La Nouvelle Nomenclature des DANAs : Une Révolution Météorologique

En cette saison automnale et hivernale, l’AEMET (Agencia Estatal de Meteorología) a décidé de faire évoluer la manière dont nous percevons les événements climatiques extrêmes en Espagne en introduisant un système de noms pour les DANAs (Dépressions à Caractère Nuchtuel). À partir de maintenant, ces phénomènes météorologiques graves porteront des noms propres, à l’instar des tempêtes, une initiative déjà mise en œuvre par divers services météorologiques en Europe. La première DANA à recevoir un nom sera ‘Alice’.

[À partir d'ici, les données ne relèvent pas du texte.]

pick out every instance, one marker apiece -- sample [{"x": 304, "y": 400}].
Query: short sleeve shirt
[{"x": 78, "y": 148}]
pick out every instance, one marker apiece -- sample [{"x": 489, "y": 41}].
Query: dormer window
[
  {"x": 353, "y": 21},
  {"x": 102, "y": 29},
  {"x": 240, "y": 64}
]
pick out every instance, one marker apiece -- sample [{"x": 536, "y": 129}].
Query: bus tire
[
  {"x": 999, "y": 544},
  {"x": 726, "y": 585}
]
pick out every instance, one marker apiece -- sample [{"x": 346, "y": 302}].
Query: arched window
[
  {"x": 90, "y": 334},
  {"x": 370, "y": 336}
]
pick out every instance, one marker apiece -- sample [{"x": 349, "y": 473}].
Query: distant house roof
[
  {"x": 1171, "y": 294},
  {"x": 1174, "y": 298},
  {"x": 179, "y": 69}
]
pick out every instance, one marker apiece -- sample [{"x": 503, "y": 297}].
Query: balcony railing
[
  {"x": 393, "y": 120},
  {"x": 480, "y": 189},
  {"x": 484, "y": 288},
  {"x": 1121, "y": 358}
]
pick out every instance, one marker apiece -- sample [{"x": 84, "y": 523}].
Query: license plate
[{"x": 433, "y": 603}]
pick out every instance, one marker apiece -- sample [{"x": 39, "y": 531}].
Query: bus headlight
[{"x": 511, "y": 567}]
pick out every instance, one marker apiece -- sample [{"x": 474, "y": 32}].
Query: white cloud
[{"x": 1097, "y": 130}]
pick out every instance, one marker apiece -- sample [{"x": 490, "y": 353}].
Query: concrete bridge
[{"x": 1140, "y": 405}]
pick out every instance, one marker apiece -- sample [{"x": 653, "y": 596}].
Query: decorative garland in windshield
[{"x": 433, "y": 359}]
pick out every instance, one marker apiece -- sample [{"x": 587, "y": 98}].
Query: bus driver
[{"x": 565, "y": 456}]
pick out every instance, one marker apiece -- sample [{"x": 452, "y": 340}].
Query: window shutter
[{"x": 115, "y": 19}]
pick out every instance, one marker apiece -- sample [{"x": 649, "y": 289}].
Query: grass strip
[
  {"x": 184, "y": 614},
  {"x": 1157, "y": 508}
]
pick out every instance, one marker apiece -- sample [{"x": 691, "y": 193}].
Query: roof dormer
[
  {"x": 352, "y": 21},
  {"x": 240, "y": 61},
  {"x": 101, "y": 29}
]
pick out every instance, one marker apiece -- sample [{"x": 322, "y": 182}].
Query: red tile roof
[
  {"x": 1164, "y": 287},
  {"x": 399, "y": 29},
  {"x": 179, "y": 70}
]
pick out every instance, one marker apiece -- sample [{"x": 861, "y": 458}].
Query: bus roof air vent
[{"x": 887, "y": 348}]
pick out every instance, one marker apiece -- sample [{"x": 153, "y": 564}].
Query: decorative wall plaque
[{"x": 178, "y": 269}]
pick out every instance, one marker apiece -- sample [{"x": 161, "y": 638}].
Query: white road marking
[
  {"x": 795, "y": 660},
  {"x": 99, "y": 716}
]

Un Système Évolutif pour des Tempêtes Comprises

La décision de nommer les DANAs a été annoncée via les canaux officiels de l’AEMET, accompagnée d’une liste de noms en collaboration avec les services météorologiques de pays voisins comme le Portugal, la France, la Belgique et le Luxembourg. Toutefois, cette initiative soulève des interrogations sur la nécessité de cette nomenclature. Peut-on vraiment tirer profit d’un tel système alors que le terme “gota fría” était déjà bien ancré dans l’esprit des citoyens espagnols ?

Les Distinctions entre DANA et Gota Fría

Depuis plusieurs années, les météorologues du AEMET ont entrepris de sensibiliser le public à la différence entre une DANA et une gota fría. La première désigne un phénomène météorologique technique, tandis que la seconde incarne une crainte collective : celle des intempéries, des pluies torrentielles, et des inondations qui peuvent en résulter, notamment dans la région méditerranéenne. Malheureusement, le mot DANA manque de l’impact et de l’alerte que le terme gota fría peut véhiculer.

Un Constat Éclairant sur la Communication Météorologique

L’AEMET a également observé que l’utilisation excessive du terme DANA pouvait semer la confusion parmi la population. Le fait de donner un nom à ces DANAs à fort impact permettrait de les distinguer clairement des autres phénomènes moins nuisibles. C’est un moyen de créer une nouvelle catégorie, celle des “DANAs avec un nom”, qui serait équivalente aux redoutables gotes frías, laissant le terme DANA pour des situations plus générales et banalement inoffensives.

Une Stratégie de Marketing Rédoutable

La décision de nommer les DANAs peut aussi être perçue comme une stratégie de communication efficace. En attribuant des noms humanoïdes à ces événements, on parvient à les rendre plus concrets, facilitant ainsi leur suivi sur les réseaux sociaux et dans les médias. Annoncer “la DANA ‘Benjamin’ se dirige vers la côte” capte indéniablement plus l’attention que d’affirmer qu’“un système de basses pressions provoquera une instabilité”.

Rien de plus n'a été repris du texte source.